Si el pescado es para chicos o adultos mayores, conviene pedir expresamente “filet despinado” y pasar igualmente un dedo sobre la superficie antes de cocinar, porque una espina pequeña puede permanecer incluso después de un buen trabajo de pescadería.
2. Lenguado: cuatro filetes que pueden quedar completamente limpios
El lenguado tiene una ventaja estructural por tratarse de un pescado plano. Los pescaderos señalan que permite obtener filetes muy limpios, mientras la normativa comercial argentina contempla específicamente presentaciones de lenguado sin piel y sin espinas.

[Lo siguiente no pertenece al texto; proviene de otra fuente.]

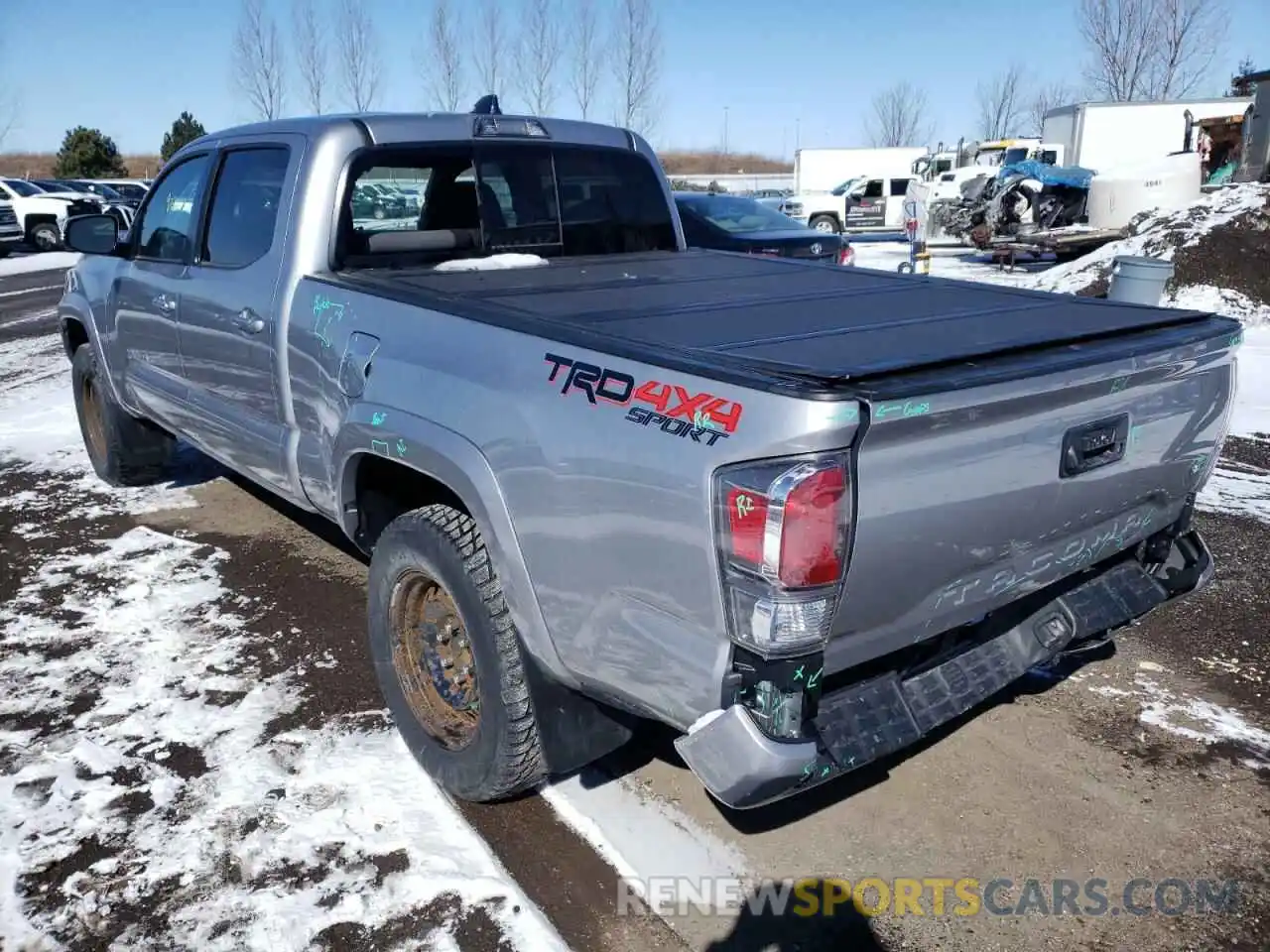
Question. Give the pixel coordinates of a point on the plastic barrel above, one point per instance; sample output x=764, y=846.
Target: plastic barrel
x=1138, y=281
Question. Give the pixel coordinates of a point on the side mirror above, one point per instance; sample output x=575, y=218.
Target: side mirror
x=91, y=234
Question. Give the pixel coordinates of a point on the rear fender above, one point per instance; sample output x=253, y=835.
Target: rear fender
x=453, y=461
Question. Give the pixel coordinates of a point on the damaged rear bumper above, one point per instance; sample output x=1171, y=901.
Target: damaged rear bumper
x=742, y=767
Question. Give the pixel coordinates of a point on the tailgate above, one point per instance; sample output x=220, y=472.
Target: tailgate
x=971, y=498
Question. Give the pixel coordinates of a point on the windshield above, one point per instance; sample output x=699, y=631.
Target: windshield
x=23, y=188
x=737, y=213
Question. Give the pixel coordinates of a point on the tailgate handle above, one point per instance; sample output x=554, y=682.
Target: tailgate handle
x=1093, y=444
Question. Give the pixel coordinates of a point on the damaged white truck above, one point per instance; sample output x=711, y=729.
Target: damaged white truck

Su carne delicada funciona especialmente bien al horno o en sartén, y también admite preparaciones con manteca, limón o diferentes salsas. Al ser filetes relativamente finos, la cocción suele ser rápida y no requiere demasiada manipulación.
3. Abadejo: carne firme para salsa, horno o porciones gruesas
El abadejo es una de las alternativas interesantes cuando se busca un pescado con más estructura. En Argentina se comercializa en filetes sin espinas y su carne blanca y firme soporta mejor que otras especies las preparaciones en trozos, al horno o dentro de una salsa.
Esa firmeza permite cocinarlo con tomate, crema, vino blanco o vegetales sin que el pescado se desarme inmediatamente. También puede cortarse en porciones individuales y llevarse al horno con una guarnición sencilla.
El truco de los pescaderos antes de cocinar
Incluso cuando un paquete dice “sin espinas”, los profesionales recomiendan hacer una comprobación final con los dedos. Se pasa la yema suavemente a contrapelo sobre el filete y, si aparece algún punto duro, se retira con una pinza limpia tirando en la misma dirección de la fibra.
Algunas pescaderías utilizan además la luz: levantar un filete a contraluz puede hacer visibles pequeñas espinas que resultan difíciles de distinguir desde arriba. Es especialmente útil cuando el pescado va a ser servido a chicos o a personas con dificultades para detectar una espina al comer.